Summer brides have it good. With the overwhelming bias towards strapless gowns, the warmth of the season makes it appropriate and easy to wear something with exposed shoulders. But (there always has to be a “but,” or I’d have nothing to write about) sometimes the evenings get cooler. Or how about brides who marry in less climactically ideal times of the year? Or need to cover those shoulders and decolletages for religious ceremonies?
Those ladies often find themselves in a pickle. You spend all that time hunting for the perfect gown, only to have to cover part of it up for a couple hours? What a waste! And it only gets more maddening when you realize how few options initially present themselves in the search for an attractive (yet appropriate) cover-up.
Let’s explore the options, from the easiest and most blah, to daring and new.
The Shrug or Cardigan
In theory, I like shrugs and cardigans. They are useful and classic. I wear them often to work. And maybe that’s why I don’t like seeing them on brides… nothing about being a bride says “work appropriate.” And pairing a formal gown with a shrug or cardi just doesn’t flow. It’s like pairing a tuxedo with a pair of kicks.
I know, I know… Duchess Kate did it.
And I didn’t like it. I don’t think it was appropriate for the brand-spanking-new wife of the heir to Britannia.

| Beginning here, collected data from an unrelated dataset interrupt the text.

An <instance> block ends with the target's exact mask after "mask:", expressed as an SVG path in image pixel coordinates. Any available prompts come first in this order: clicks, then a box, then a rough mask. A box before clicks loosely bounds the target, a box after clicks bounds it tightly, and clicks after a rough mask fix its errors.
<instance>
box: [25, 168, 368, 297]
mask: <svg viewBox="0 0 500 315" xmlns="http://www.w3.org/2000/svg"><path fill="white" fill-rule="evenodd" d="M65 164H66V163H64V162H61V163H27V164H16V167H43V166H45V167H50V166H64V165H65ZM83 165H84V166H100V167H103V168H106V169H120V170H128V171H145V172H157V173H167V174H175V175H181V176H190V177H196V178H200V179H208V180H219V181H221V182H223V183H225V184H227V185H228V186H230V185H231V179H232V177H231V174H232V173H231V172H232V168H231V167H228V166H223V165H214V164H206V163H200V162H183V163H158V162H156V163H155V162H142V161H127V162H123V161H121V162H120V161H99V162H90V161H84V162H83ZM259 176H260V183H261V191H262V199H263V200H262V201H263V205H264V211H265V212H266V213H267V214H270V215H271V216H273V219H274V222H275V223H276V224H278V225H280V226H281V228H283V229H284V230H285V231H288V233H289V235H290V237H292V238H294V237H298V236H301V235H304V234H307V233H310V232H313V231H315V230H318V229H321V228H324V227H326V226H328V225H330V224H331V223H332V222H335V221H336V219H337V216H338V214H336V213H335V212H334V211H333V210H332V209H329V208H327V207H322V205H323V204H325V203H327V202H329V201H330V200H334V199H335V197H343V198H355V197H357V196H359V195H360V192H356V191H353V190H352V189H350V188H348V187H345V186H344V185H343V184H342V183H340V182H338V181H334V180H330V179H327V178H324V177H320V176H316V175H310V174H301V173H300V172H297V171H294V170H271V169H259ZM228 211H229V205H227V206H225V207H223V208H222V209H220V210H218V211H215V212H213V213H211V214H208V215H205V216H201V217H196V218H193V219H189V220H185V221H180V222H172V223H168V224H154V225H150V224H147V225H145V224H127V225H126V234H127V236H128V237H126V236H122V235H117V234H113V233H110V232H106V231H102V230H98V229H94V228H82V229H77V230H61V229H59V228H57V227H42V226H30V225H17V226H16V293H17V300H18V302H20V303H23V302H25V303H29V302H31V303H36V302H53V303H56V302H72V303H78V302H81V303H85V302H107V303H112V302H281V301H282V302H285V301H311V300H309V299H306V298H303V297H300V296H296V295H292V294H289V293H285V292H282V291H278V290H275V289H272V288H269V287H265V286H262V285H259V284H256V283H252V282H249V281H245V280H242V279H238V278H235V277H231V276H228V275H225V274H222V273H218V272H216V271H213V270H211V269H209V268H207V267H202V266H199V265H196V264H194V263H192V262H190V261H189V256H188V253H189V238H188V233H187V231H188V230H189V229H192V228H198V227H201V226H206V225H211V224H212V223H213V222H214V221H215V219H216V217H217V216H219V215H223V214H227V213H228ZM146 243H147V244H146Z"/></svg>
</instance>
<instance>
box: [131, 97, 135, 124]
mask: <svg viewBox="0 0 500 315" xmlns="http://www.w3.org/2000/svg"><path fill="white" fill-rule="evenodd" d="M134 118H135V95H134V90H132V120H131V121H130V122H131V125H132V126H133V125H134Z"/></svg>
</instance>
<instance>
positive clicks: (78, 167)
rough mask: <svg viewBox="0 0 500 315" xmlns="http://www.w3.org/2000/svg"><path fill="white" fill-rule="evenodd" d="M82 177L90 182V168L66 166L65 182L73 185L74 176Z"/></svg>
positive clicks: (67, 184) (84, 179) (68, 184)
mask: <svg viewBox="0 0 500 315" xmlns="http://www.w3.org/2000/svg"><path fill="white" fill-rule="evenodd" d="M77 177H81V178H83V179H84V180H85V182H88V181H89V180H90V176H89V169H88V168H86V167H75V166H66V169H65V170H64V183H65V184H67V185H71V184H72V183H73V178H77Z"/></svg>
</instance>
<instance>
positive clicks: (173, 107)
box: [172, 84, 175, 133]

It’s all about matching the formality of the event and the gown. If your wedding is formal, or in the evening, and your gown/wedding outfit is formal or contains the formal fabrics of satin, silk, organza, or chiffon, you better make sure your accessories are on the same level.
That said… there are ways to style up the shrug and cardigan.
*A note on shrugs… try a couple on before you decide to buy. Depending on your frame, they can make wide shoulders look wider, or emphaize a pear-shaped figure by making small shoulders look smaller.
The Cape or Wrap
Faux fur always looks elegant, and adds great texture both in person and on film.
*creative tip: wear your wrap backwards for a little extra kick of drama. Your shoulders and chest will be covered, but it will dip a little in the back. This will show off the slope of your neck and back, and accent a beautifully cut bodice. Especially if your gown is low cut in the back or strapless.
Just behind the veil
To create a fuller, more gauzy effect, just purchase another veil or visit your local fabric store to pick up some tulle. Just be sure it matches.
You’re still covered, but it’s a much sexier way of doing it.